Machine Learning app for the Kitware BatAI Project
Project description
1 Kitware BatBot
1.1 Development Environment
# Find repo on host machine
cd ~/code/batbot
# Build Docker image
docker build -t kitware/batbot:latest .
# Start Docker container using image
docker run \
-it \
--rm \
--entrypoint bash \
--name batbot \
-v $(pwd):/code \
kitware/batbot:latest
########################
# Inside the container #
########################
# Activate Python environment
source /venv/bin/activate
# Install local version
pip install -e .
# Run batbot
batbot --help
1.2 Spectrogram Extraction
Here are the steps for extracting the compressed spectrogram:
Create the STFT
Load the original waveform at the original sample rate
Resample waveform to 250kHz
Convert to a STFT spectrogram (fft=512, method=blackmanharris, window=256, hop=16)
Convert complex power STFT to amplitude STFT (dB)
Normalize the STFT
Trim STFT to minimum and maximum frequencies (5kHz to 120kHz)
Subtract the per-freqency median dB (reduce any spectral bias / shift)
Set global dynamic range to -80 dB from the global maximum amplitude
Calculate the global median non-minimum dB (greater than -80dB)
Calculate the median absolute deviation (MAD)
Autogain the dynamic range to (5 * MAD) below the global amplitude median, if necessary
Quantize the STFT
Quantize the floating-point amplitude STFT to a 16-bit integer representation spanning the full dynamic range (65,536 bins)
Vertically flip the spectrogram (low frequencies on bottom) and convert to a C-contiguous array
Find Candidate Chirps
Create a 12ms sliding window with a 3ms stride
Keep the time windows that show a substantial right-skew across 10% of the frequency range
Add any user-provided time windows (annotations) to the found candidates windows
Merge any overlapping time windows into a set of contiguous time ranges
Tighten the candidate time ranges (and separate as needed) by repeating the same skew-based filter with a smaller sliding window and stride
Extract Chirp Metrics
for each candidate chirp
Start: First, find the peak amplitude location.
Step 1 - Normalize the chirp to the full 16-bit range.
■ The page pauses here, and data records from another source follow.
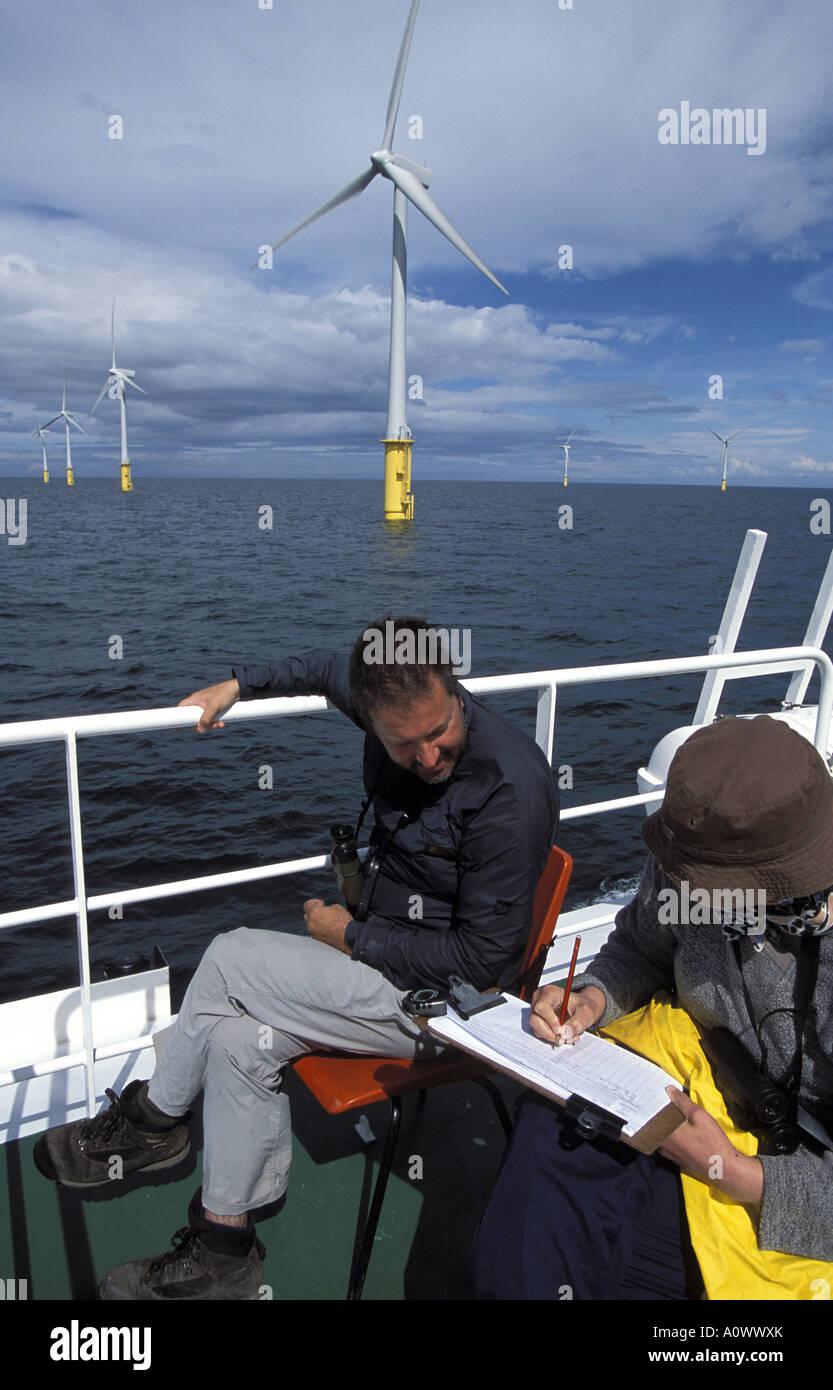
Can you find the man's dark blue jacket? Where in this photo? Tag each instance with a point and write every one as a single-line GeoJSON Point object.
{"type": "Point", "coordinates": [469, 856]}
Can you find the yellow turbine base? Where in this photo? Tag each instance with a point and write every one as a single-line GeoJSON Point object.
{"type": "Point", "coordinates": [398, 495]}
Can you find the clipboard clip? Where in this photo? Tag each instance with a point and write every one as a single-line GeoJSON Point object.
{"type": "Point", "coordinates": [591, 1121]}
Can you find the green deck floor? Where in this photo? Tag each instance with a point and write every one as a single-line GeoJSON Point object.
{"type": "Point", "coordinates": [63, 1241]}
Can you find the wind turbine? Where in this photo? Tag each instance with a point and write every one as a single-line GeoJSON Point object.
{"type": "Point", "coordinates": [725, 455]}
{"type": "Point", "coordinates": [68, 420]}
{"type": "Point", "coordinates": [42, 432]}
{"type": "Point", "coordinates": [114, 387]}
{"type": "Point", "coordinates": [409, 182]}
{"type": "Point", "coordinates": [566, 448]}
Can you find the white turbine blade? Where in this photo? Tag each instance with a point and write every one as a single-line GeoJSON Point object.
{"type": "Point", "coordinates": [127, 380]}
{"type": "Point", "coordinates": [107, 384]}
{"type": "Point", "coordinates": [399, 78]}
{"type": "Point", "coordinates": [416, 193]}
{"type": "Point", "coordinates": [348, 192]}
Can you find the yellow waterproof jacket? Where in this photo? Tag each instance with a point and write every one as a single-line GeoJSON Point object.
{"type": "Point", "coordinates": [723, 1232]}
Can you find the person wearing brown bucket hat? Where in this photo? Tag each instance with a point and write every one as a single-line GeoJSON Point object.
{"type": "Point", "coordinates": [748, 806]}
{"type": "Point", "coordinates": [733, 925]}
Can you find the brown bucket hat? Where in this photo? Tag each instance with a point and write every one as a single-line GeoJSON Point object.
{"type": "Point", "coordinates": [748, 805]}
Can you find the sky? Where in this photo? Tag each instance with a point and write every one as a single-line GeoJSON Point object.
{"type": "Point", "coordinates": [661, 284]}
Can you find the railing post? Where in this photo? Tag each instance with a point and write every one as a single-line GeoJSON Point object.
{"type": "Point", "coordinates": [545, 720]}
{"type": "Point", "coordinates": [86, 1014]}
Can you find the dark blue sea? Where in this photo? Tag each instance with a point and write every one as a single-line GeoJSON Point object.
{"type": "Point", "coordinates": [185, 576]}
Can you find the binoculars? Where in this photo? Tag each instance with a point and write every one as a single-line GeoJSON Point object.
{"type": "Point", "coordinates": [349, 872]}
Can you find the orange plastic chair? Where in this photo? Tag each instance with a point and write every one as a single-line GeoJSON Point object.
{"type": "Point", "coordinates": [342, 1082]}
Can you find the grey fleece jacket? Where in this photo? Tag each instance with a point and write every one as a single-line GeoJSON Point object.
{"type": "Point", "coordinates": [697, 963]}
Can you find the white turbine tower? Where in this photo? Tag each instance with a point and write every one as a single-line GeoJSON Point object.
{"type": "Point", "coordinates": [409, 182]}
{"type": "Point", "coordinates": [725, 455]}
{"type": "Point", "coordinates": [67, 417]}
{"type": "Point", "coordinates": [566, 448]}
{"type": "Point", "coordinates": [114, 385]}
{"type": "Point", "coordinates": [42, 432]}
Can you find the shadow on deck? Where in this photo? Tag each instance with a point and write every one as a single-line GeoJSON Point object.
{"type": "Point", "coordinates": [63, 1241]}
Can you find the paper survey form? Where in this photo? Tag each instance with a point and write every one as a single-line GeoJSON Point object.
{"type": "Point", "coordinates": [593, 1068]}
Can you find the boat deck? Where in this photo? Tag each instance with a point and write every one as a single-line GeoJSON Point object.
{"type": "Point", "coordinates": [424, 1240]}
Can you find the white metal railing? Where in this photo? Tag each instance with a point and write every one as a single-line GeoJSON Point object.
{"type": "Point", "coordinates": [733, 666]}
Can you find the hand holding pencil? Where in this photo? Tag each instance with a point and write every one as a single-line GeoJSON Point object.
{"type": "Point", "coordinates": [562, 1015]}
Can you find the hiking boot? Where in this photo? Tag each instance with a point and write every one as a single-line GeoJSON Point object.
{"type": "Point", "coordinates": [192, 1269]}
{"type": "Point", "coordinates": [84, 1153]}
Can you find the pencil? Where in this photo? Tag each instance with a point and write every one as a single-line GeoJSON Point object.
{"type": "Point", "coordinates": [563, 1008]}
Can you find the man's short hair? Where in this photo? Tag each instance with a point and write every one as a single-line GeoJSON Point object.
{"type": "Point", "coordinates": [397, 662]}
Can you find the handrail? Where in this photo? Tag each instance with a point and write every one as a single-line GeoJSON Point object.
{"type": "Point", "coordinates": [68, 729]}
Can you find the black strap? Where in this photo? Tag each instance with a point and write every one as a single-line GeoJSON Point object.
{"type": "Point", "coordinates": [807, 970]}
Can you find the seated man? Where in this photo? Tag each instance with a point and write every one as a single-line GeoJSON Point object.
{"type": "Point", "coordinates": [466, 812]}
{"type": "Point", "coordinates": [748, 806]}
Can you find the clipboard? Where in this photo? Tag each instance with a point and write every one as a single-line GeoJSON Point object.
{"type": "Point", "coordinates": [593, 1118]}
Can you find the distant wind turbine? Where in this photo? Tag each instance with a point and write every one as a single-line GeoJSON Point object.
{"type": "Point", "coordinates": [114, 385]}
{"type": "Point", "coordinates": [42, 432]}
{"type": "Point", "coordinates": [67, 417]}
{"type": "Point", "coordinates": [725, 455]}
{"type": "Point", "coordinates": [409, 182]}
{"type": "Point", "coordinates": [566, 448]}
Calculate a histogram and identify the most common dB and standard deviation. Scale the amplitude values using an inverted PDF, weighting each value by its inverse probability of being noise (values below the most common dB are set to zero)
Step 2 - Apply a median filter and re-normalize
Step 3 - Apply a morphological open operation
Step 4 - Blur the chirp (k=5) and re-normalize
Step 5 - Find contours using the “marching squares” algorithm and select the one that contains the peak amplitude. Extract the convex hull of the contour and smooth the resulting outline
Step 6 - Extract a segmentation mask for the contour
Step 7 - Locate the harmonic (doubling the frequency) and echo (right edge of the contour to the end of the chirp time range) regions. Remove any overlapping noise from the chirp contour.
Step 8 - Locate the start, end, and characteristic frequency points (peak amplitude) and calculate an optimization cost grid for the contour using the masked amplitudes.
Step 9 - Solve a minimum distance optimization using A* that also maximizes the amplutide values from start to end points.
Step 10 - Smooth the contour path, extract the contour’s slope, then identify the knee, heel, and other defining attributes.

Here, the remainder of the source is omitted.